11:30 AM - 11:45 AM
[AAS11-04] Recent trend of atmospheric nitrous oxide isotopocules in the Northern Hemisphere
Keywords:Greenhouse gas, Troposphere, Stable isotope analysis
We have been measuring mixing ratio and isotopocule ratios of N2O at one site in the low lattitude and two sites in the high lattitude of the Northern Hemisphere. At Hateruma, a southwestern island of Japan (24°N, 124°E), monthly air samples are collected into glass flasks at 46 m above sea level, and N2O isotopocule analysis has been conducted since 1999. At Novosibirsk in the western Siberia, Russia (55°N, 83°E), monthly samples are collected at altitudes of 500 m and 7000 m by aircraft, and N2O isotopocule data have been obtained since 2005. At Churchill, northern Canada (59°N, 94°W), surface air samples are collected biweekly, and N2O isotopocule analysis has been conducted bimonthly since 2011.

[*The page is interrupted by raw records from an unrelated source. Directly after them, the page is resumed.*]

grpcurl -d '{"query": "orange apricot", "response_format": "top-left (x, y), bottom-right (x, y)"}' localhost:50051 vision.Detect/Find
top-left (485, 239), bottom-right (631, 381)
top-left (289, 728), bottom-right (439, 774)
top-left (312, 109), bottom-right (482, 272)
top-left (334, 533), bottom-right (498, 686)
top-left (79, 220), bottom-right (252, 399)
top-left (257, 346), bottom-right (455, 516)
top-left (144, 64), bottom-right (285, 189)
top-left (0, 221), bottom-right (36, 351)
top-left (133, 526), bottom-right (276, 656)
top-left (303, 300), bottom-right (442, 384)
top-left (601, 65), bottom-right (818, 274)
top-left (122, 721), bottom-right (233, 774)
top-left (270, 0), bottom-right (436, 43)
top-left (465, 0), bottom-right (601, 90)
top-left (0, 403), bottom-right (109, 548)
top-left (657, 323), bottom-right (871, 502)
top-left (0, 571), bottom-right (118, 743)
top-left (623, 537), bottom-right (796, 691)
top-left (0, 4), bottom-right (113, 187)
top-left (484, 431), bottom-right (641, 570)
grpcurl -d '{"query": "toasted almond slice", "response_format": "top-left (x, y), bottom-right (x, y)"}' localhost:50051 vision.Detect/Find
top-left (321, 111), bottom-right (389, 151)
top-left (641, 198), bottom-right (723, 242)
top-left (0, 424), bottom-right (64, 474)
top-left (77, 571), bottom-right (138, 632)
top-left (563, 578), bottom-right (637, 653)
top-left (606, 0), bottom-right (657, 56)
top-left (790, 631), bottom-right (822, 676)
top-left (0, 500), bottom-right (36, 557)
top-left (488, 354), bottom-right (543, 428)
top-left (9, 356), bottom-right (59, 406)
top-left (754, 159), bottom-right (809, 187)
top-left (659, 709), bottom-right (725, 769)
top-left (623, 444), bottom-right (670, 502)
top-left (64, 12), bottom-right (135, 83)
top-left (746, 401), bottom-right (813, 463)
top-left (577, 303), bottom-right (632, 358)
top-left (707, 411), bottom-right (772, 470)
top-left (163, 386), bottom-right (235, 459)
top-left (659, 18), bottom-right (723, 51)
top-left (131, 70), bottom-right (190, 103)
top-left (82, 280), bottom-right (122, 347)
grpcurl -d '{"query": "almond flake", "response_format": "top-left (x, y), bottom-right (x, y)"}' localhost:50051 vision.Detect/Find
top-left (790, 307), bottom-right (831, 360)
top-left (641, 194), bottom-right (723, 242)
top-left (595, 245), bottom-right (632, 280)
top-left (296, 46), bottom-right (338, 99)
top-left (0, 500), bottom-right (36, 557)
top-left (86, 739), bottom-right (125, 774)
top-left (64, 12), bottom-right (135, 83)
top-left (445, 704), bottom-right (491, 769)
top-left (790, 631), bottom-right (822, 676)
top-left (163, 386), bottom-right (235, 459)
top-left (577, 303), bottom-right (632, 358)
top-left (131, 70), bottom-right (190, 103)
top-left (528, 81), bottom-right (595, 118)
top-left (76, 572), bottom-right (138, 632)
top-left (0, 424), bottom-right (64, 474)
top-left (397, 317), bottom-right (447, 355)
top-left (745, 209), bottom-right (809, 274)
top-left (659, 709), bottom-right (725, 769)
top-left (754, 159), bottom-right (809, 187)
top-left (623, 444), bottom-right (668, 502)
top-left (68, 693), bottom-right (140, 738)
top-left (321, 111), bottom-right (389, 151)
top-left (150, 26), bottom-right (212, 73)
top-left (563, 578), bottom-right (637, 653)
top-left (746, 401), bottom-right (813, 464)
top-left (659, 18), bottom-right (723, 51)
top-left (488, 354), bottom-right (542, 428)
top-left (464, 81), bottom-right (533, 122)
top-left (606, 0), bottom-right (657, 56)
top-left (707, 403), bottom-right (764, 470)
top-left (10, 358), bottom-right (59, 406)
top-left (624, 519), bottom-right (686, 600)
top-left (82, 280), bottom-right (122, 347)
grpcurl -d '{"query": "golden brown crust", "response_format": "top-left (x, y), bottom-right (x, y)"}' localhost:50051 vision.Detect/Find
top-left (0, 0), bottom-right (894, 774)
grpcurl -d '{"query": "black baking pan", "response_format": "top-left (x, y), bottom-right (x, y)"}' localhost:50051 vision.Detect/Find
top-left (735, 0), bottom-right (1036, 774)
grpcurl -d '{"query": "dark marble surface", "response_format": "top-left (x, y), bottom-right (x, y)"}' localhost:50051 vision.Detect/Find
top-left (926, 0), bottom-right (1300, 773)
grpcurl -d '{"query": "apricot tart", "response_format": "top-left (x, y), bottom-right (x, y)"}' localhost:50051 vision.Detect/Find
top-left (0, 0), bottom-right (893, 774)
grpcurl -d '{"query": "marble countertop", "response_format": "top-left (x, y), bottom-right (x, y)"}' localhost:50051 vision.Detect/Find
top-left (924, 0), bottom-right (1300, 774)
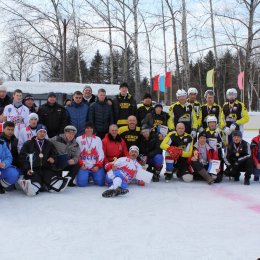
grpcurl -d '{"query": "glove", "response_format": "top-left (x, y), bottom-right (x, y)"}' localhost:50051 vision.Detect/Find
top-left (223, 126), bottom-right (231, 135)
top-left (234, 162), bottom-right (239, 167)
top-left (167, 146), bottom-right (182, 161)
top-left (198, 126), bottom-right (204, 133)
top-left (215, 127), bottom-right (221, 135)
top-left (190, 130), bottom-right (197, 139)
top-left (230, 123), bottom-right (238, 133)
top-left (136, 180), bottom-right (145, 186)
top-left (137, 154), bottom-right (147, 165)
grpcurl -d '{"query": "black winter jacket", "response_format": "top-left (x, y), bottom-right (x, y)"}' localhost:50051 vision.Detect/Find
top-left (19, 136), bottom-right (58, 174)
top-left (224, 140), bottom-right (251, 166)
top-left (89, 99), bottom-right (114, 133)
top-left (0, 95), bottom-right (13, 115)
top-left (38, 102), bottom-right (68, 138)
top-left (139, 133), bottom-right (162, 158)
top-left (113, 94), bottom-right (136, 126)
top-left (0, 133), bottom-right (19, 167)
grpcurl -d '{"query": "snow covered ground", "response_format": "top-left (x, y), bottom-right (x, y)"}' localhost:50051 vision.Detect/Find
top-left (0, 131), bottom-right (260, 260)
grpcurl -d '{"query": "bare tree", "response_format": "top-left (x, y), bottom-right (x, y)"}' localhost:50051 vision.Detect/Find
top-left (181, 0), bottom-right (190, 88)
top-left (165, 0), bottom-right (181, 90)
top-left (1, 30), bottom-right (37, 81)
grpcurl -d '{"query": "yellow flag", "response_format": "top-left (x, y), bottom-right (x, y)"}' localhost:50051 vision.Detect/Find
top-left (206, 69), bottom-right (215, 88)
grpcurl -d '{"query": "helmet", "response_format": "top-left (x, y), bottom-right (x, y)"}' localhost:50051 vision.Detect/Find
top-left (188, 88), bottom-right (198, 96)
top-left (226, 88), bottom-right (237, 99)
top-left (36, 124), bottom-right (47, 133)
top-left (176, 89), bottom-right (187, 98)
top-left (207, 116), bottom-right (218, 124)
top-left (204, 89), bottom-right (215, 98)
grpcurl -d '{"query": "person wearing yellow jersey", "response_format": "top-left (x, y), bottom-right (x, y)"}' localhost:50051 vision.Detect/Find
top-left (187, 88), bottom-right (201, 126)
top-left (136, 93), bottom-right (153, 126)
top-left (118, 116), bottom-right (141, 149)
top-left (205, 115), bottom-right (227, 183)
top-left (201, 90), bottom-right (225, 131)
top-left (222, 88), bottom-right (249, 141)
top-left (167, 89), bottom-right (198, 138)
top-left (112, 82), bottom-right (137, 127)
top-left (160, 123), bottom-right (193, 182)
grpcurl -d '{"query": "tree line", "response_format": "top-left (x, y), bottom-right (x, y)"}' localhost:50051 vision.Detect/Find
top-left (0, 0), bottom-right (260, 110)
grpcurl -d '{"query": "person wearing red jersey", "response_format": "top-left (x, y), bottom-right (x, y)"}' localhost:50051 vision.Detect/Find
top-left (76, 122), bottom-right (105, 187)
top-left (102, 124), bottom-right (129, 165)
top-left (102, 145), bottom-right (142, 198)
top-left (251, 130), bottom-right (260, 181)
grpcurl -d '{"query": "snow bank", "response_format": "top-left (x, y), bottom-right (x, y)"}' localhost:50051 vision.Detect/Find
top-left (3, 81), bottom-right (119, 96)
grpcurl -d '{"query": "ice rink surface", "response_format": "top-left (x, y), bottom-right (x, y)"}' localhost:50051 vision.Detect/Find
top-left (0, 131), bottom-right (260, 260)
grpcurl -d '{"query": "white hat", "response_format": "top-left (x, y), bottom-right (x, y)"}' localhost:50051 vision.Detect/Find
top-left (28, 113), bottom-right (39, 120)
top-left (0, 85), bottom-right (7, 92)
top-left (64, 125), bottom-right (77, 133)
top-left (129, 145), bottom-right (139, 153)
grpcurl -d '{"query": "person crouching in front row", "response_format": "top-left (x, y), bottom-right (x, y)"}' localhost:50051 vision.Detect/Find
top-left (188, 131), bottom-right (216, 184)
top-left (160, 123), bottom-right (193, 182)
top-left (224, 130), bottom-right (253, 185)
top-left (18, 125), bottom-right (70, 196)
top-left (102, 145), bottom-right (142, 198)
top-left (76, 122), bottom-right (105, 187)
top-left (139, 124), bottom-right (163, 182)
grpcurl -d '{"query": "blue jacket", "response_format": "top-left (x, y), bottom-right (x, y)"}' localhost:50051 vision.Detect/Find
top-left (89, 98), bottom-right (113, 134)
top-left (66, 102), bottom-right (88, 136)
top-left (0, 139), bottom-right (13, 169)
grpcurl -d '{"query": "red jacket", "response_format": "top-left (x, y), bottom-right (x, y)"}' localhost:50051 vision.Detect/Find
top-left (251, 135), bottom-right (260, 165)
top-left (187, 143), bottom-right (219, 172)
top-left (102, 133), bottom-right (129, 165)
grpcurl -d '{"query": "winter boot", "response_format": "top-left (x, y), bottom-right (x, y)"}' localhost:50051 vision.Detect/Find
top-left (198, 168), bottom-right (214, 184)
top-left (0, 183), bottom-right (5, 194)
top-left (152, 171), bottom-right (161, 182)
top-left (214, 173), bottom-right (223, 183)
top-left (116, 187), bottom-right (129, 196)
top-left (102, 189), bottom-right (117, 198)
top-left (181, 171), bottom-right (193, 182)
top-left (102, 187), bottom-right (129, 198)
top-left (244, 178), bottom-right (250, 185)
top-left (164, 171), bottom-right (172, 182)
top-left (234, 175), bottom-right (239, 181)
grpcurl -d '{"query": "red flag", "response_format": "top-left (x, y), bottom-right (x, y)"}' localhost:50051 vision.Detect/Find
top-left (237, 71), bottom-right (245, 90)
top-left (153, 75), bottom-right (159, 91)
top-left (165, 71), bottom-right (172, 88)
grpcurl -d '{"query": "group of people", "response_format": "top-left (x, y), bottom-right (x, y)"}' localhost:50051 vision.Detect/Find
top-left (0, 83), bottom-right (260, 197)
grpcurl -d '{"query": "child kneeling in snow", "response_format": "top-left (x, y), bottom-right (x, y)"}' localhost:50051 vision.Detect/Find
top-left (102, 145), bottom-right (142, 197)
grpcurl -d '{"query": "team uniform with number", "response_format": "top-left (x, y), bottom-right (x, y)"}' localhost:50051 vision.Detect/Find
top-left (3, 104), bottom-right (30, 138)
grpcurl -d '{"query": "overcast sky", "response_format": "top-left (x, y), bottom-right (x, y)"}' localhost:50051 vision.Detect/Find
top-left (0, 0), bottom-right (254, 80)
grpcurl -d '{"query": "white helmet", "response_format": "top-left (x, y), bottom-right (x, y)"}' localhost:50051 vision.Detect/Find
top-left (207, 116), bottom-right (218, 124)
top-left (176, 89), bottom-right (187, 98)
top-left (204, 89), bottom-right (215, 98)
top-left (226, 88), bottom-right (237, 99)
top-left (188, 88), bottom-right (198, 96)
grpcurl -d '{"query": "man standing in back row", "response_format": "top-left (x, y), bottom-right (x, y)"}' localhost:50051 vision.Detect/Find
top-left (38, 92), bottom-right (68, 138)
top-left (112, 82), bottom-right (136, 127)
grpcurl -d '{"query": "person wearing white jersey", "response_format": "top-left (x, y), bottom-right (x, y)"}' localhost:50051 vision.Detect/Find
top-left (18, 113), bottom-right (48, 152)
top-left (3, 89), bottom-right (30, 138)
top-left (102, 145), bottom-right (142, 198)
top-left (76, 122), bottom-right (105, 187)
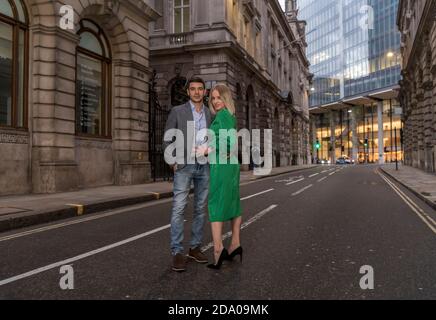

Results show that the bulk nitrogen isotope ratio (d15Nbulk) are decreasing at the similar rate (about -0.04‰ yr-1) as reported by firn-air analysis while the N2O mixing ratio are increasing (about 0.8 ppbv yr-1) at the three sites. This suggests isotopically light N2O sources such as agriculture are still contributing to the increase in the atmospheric N2O. Detailed analysis of the time series reveals that year-to-year variation of the mixing ratio and d15Nbulk has been enhanced since around 2010 at all the three sites, and that vertical gradient of the mixing ratio and d15Nbulk over Novosibirsk has been also variable recently. Cause of these findings will be discussed with respect to temporal change in N2O flux and isotopic signature of surface sources and change in atmospheric circulation including troposphere-stratosphere exchange, with the aid of atmospheric model simulation.